Literature Survey On Customer Churn Prediction
Literature Survey On Customer Churn Prediction
Literature Survey On Customer Churn Prediction
Abstract : The paper reviews the work done in customer churn prediction using machine learning techniques. Customer churn prediction
has significance in many areas such as banking, telecom, online applications, game providers and so on. Hence the review mainly focusses
on the methodologies than the area of application. Along with the review of significant papers in the field, methodologies used in them are
also summarized. This paper forms the overview of research done in customer churn prediction for the last few years.
Customer churn refers to switching from one service provider to another. The reason for churn can be, issues with the service provider to
cancellation by mistake. There are numerous service providers in every field and hence customer churn is an important issue to deal with.
Customer Relationship Management is concerned about issues with customers and they deal with them as per the insights from customer
churn analysis. Churn prediction is used to predict the customers who may end service with the current service provider shortly. Once the
prediction is conducted, the reason for their churn is analyzed and CRM takes necessary actions to retain that customer. The reason why
companies are so concerned with churn prediction is of two issues: the first reason being churn of a large number of customers affects the
reputation and reliability of service providers. The second reason is economical, attaining a new customer costs five to six times that retaining
an old customer.
Customer churn has applications in many fields, though telecommunication is the most explored one. There are numerous service
providers in telecommunications and with the increased number of providers, competition among them put forth various schemes which
tempt customers to hop frequently. Another field is Banking, where customers may close their account due to some reasons. Customer churn
analysis is recently making its space in the online application and gaming sector where they are interested to retain their users with interesting
offers and rewards. Beyond all this, customer churn has a wide scope of applications where it can be used in any field where customers are
provided with continuous service by any company.
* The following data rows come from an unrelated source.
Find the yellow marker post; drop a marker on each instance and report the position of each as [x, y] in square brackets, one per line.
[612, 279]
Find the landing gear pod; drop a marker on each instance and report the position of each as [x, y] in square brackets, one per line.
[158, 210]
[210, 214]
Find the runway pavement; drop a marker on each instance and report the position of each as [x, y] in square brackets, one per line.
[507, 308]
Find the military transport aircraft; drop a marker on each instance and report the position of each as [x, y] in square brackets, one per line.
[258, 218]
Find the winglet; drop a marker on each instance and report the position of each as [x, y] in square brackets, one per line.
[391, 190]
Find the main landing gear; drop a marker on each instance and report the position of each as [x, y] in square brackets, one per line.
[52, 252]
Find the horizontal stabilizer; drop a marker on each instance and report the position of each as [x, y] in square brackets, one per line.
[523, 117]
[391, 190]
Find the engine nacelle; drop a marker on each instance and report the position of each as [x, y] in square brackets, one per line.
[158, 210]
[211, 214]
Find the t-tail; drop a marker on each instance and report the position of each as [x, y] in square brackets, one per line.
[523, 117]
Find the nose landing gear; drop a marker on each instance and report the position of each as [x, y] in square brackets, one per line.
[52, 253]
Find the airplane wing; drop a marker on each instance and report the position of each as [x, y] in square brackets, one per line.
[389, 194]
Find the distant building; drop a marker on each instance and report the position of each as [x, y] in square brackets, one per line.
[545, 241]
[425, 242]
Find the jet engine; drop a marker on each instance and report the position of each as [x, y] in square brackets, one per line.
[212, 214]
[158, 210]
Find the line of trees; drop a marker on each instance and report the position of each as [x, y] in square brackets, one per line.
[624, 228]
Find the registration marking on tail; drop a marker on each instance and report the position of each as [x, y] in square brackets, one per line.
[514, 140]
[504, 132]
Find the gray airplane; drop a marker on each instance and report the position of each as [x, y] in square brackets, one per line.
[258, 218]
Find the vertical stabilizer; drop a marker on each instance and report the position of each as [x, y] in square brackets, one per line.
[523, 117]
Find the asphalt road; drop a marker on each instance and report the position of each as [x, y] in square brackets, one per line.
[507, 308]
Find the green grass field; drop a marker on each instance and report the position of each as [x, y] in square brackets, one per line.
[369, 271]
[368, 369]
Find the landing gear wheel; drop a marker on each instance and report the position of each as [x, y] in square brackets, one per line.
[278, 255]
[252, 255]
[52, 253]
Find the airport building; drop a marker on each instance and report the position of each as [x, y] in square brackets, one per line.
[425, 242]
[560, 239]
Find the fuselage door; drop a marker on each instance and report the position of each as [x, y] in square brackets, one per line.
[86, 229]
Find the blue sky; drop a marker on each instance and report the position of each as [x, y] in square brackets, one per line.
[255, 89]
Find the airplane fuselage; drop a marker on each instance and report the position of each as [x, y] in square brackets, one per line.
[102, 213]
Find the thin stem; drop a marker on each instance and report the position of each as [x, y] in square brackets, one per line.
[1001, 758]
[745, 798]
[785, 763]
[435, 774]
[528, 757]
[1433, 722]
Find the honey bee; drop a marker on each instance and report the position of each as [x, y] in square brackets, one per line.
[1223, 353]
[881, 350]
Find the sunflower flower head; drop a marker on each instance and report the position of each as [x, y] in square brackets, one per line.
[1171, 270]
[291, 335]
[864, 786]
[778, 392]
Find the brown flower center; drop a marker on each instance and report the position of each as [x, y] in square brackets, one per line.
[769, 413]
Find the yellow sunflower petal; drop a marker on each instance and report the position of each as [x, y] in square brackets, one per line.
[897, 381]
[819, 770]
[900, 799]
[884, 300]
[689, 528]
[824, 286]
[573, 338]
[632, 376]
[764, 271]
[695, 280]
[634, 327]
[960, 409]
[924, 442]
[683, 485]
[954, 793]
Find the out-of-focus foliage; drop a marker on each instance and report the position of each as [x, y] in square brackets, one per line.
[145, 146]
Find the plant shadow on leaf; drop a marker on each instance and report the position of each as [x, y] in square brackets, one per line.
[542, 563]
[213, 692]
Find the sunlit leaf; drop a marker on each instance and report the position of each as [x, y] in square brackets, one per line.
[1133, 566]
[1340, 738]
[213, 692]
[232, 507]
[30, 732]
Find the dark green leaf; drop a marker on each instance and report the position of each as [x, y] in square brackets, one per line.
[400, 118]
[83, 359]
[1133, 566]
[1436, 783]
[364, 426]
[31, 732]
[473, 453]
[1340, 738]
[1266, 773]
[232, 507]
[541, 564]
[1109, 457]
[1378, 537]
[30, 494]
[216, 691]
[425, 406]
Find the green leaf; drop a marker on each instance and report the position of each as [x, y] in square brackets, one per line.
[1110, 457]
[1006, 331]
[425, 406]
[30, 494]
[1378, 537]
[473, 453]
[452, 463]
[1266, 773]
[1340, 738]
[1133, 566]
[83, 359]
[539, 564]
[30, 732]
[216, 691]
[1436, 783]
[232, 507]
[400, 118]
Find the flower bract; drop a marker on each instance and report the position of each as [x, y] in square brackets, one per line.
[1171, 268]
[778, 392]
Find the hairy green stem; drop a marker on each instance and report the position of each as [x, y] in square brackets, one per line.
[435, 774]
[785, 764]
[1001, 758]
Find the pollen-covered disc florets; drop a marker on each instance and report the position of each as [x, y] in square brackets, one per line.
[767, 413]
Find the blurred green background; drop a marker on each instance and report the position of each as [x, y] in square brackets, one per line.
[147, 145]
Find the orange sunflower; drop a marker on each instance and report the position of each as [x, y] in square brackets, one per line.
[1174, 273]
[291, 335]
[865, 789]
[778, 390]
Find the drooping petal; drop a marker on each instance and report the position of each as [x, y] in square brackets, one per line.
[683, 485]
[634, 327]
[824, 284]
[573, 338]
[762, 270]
We are concerned about predicting customer churn using Machine Learning techniques. There can be various reasons for customer
churning. Reasons like terminating service after a specified period of contract or cancellation by mistake are not dealt with machine learning
techniques. Voluntary termination of services due to unsatisfactory customer service, sudden hike in price, lack of offers for a long period
and so on are reasons to be dealt with prediction using machine learning. Machine Learning refers to the study of algorithms which help
machines to perform a specific task without the intervention of humans. The machines are trained with a specific set of features and then
made to do the same based on inference and patterns learned before. Supervised Machine learning deals with mainly two types of tasks such
as Regression and Classification. Predicting churning customers fall under the classification problem where the given customer is classified
as either churn or non-churn. There are numerous classification algorithms prevalent, also various hybrid and boosting algorithms taking a
step forward out of all others. This paper is a review of various approaches taken to predict customer churn using various machine learning
methods.
Customer churn prediction with machine learning can’t be confined to classification algorithms since algorithmic modelling only forms a
part of the whole process. Data is said to be the fuel for so long now and that is the truth too. Data collection forms an important part and we
need to have a data source with relevant and useful features. The collected data has to be transformed into useful form as we need, which is
called as processing of data. Data wrangling, cleaning, scaling, normalizing, standardizing forms processing of data. Later, this summarized
data is used for modelling. After modelling, various optimization techniques are used and the model is evaluated with various measures. Thus
prediction with machine learning is far more than just finding the right algorithm to classify.
This paper reviews papers published on customer churn prediction using various machine learning techniques. Next section of this paper
deals with literature review of various papers and the following section summarize various methodologies specified in the review section.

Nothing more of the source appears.